ABSTRACT: Antiseptic vaginal packing after vaginal hysterectomy with or without a pelvic floor repair has been routinely used in an attempt to reduce postoperative complications. It is believed that insertion of the pack into the vagina reduces postoperative bleeding and hematoma formation, as well as infectious morbidity. However, there are no data from controlled or uncontrolled studies that support routine use of vaginal packs. Moreover, anecdotal evidence suggesting that vaginal packing increases postoperative pain has led to a debate over overall benefits of packing; as a result, its routine use has decreased.

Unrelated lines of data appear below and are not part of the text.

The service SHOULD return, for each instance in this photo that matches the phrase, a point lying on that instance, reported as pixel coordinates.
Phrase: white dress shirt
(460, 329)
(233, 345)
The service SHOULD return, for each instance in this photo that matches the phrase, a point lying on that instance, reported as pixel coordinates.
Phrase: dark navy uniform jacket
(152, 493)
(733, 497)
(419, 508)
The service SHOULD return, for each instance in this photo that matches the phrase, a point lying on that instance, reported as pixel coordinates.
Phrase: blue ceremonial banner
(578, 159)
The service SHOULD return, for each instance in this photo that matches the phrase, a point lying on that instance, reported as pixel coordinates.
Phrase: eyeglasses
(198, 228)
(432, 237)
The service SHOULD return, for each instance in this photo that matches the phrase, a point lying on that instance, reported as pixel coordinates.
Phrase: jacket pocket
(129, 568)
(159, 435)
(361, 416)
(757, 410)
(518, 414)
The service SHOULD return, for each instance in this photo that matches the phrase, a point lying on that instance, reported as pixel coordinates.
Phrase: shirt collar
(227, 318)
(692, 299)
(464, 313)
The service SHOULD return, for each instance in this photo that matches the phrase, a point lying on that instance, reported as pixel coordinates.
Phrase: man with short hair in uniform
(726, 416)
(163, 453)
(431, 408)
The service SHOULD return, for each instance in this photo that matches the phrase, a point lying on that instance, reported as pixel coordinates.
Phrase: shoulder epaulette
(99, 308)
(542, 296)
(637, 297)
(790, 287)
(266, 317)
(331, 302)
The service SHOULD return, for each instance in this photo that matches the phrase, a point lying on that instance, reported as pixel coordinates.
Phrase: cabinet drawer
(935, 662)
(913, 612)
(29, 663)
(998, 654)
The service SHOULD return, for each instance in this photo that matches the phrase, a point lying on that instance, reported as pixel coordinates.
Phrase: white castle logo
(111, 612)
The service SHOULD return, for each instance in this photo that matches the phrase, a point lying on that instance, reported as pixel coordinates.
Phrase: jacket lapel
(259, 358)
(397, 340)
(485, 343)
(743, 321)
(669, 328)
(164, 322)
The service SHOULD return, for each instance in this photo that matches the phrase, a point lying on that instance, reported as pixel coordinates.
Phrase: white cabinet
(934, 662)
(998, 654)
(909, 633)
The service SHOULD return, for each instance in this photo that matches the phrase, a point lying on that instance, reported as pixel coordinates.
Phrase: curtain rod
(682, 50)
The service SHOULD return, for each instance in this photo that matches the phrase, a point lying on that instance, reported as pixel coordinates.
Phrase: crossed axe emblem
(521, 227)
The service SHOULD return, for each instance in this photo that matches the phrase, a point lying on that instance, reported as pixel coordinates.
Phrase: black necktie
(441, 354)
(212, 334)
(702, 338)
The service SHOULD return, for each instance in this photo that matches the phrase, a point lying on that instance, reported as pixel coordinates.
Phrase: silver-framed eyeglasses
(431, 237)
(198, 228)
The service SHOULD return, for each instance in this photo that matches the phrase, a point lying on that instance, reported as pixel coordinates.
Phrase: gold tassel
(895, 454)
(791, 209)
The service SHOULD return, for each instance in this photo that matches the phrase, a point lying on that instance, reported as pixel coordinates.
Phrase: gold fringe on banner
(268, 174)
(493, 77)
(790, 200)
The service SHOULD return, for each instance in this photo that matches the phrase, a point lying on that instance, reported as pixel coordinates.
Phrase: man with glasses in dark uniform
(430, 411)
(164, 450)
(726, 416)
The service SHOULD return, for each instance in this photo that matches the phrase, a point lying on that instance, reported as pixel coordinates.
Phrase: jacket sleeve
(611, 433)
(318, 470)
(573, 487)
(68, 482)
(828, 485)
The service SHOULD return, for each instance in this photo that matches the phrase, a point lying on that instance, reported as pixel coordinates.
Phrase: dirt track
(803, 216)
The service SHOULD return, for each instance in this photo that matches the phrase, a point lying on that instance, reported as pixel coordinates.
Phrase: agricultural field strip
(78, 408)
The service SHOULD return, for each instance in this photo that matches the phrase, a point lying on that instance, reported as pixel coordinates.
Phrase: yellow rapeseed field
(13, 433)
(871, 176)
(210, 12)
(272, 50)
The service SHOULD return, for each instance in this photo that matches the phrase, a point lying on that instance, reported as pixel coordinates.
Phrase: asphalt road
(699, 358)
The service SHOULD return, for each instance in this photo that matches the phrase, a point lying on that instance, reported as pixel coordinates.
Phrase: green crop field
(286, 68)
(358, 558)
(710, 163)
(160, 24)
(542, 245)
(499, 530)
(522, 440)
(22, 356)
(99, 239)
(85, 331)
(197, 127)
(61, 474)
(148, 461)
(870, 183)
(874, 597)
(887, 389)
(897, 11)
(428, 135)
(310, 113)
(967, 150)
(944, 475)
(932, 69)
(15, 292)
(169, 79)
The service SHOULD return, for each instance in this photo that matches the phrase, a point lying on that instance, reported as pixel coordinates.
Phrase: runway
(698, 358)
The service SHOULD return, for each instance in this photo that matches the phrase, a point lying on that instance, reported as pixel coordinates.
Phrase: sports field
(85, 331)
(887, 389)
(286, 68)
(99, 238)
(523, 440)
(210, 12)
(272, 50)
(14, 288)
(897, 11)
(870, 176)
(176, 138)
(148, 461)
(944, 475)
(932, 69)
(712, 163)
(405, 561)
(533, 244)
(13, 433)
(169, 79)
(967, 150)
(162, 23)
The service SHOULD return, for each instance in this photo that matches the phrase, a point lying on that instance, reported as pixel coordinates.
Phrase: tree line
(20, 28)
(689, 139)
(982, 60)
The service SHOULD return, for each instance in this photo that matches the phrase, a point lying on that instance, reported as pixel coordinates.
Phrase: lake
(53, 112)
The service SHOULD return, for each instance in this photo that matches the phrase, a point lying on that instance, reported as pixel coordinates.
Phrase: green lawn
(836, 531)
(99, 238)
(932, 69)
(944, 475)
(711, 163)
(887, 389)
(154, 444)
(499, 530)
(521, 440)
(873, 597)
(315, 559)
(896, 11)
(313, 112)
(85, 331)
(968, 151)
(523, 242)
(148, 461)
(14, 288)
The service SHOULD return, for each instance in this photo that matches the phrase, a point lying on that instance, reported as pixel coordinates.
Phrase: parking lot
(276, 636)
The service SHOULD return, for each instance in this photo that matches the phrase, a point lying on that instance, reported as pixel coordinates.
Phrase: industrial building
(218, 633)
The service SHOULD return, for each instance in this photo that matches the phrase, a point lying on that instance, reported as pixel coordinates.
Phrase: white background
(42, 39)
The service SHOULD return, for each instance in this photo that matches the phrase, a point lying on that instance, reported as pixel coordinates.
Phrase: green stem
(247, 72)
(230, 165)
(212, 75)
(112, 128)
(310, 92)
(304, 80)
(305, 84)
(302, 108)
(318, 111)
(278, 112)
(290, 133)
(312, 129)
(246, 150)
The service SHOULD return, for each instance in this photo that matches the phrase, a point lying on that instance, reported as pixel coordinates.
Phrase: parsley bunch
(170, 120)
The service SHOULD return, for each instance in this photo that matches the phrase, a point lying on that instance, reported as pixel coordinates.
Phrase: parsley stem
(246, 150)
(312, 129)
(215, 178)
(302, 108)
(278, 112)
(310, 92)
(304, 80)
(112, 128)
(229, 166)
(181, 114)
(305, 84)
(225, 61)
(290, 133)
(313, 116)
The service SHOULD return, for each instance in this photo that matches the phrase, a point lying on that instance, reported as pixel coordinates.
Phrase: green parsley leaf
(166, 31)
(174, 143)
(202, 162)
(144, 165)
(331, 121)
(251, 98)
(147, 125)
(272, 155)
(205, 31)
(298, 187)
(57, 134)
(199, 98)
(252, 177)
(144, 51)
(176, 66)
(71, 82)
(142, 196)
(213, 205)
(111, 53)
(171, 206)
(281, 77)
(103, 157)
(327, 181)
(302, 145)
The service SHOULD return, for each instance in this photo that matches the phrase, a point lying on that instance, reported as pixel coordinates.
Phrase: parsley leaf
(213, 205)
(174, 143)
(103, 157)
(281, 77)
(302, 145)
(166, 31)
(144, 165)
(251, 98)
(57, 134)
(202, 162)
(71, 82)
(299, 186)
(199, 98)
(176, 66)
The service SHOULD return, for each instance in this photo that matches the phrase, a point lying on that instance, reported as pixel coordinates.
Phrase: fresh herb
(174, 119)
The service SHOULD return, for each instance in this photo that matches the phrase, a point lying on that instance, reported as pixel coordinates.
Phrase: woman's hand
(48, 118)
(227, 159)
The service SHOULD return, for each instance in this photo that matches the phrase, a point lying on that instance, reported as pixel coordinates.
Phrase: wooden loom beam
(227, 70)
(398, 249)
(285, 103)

The primary aim of this double-blind randomized study was to determine the effect of vaginal packing following pelvic floor surgery on postoperative pain, bleeding, and infection. Subjects were 190 women undergoing vaginal hysterectomy and/or pelvic floor repair at a tertiary urogynecology unit. The short-form McGill Pain score was used to assess the main study outcome, postoperative pain at day 1. Secondary outcomes, infectious and hematologic postoperative morbidity, were assessed preoperatively and postoperatively at day 2 and at 6 weeks. To exclude pelvic hematoma, transvaginal ultrasound was performed at 6 weeks in all women who underwent vaginal hysterectomy. The mean age of the patients was 58.3 years (range, 27–91 years), mean body mass index was 27.4 kg/m2, and median parity was 3. Subjects were randomized into “pack” (n = 86) and “no pack” (n = 87) groups. Patient demographics were similar in the 2 groups.
There were no significant differences between groups in postoperative pain scores, secondary outcome measures, or in the incidence of hematoma formation (no pack 14.8% vs pack 7.3%, P = 0.204). No clinically significant complications occurred in the pack group; 3 occurred in the no-pack group.
The findings of this randomized controlled study provide no evidence that vaginal packing increases postoperative pain scores or morbidity. Because vaginal packing is safe and may provide benefits, it may be argued that packing should be recommended as routine clinical practice.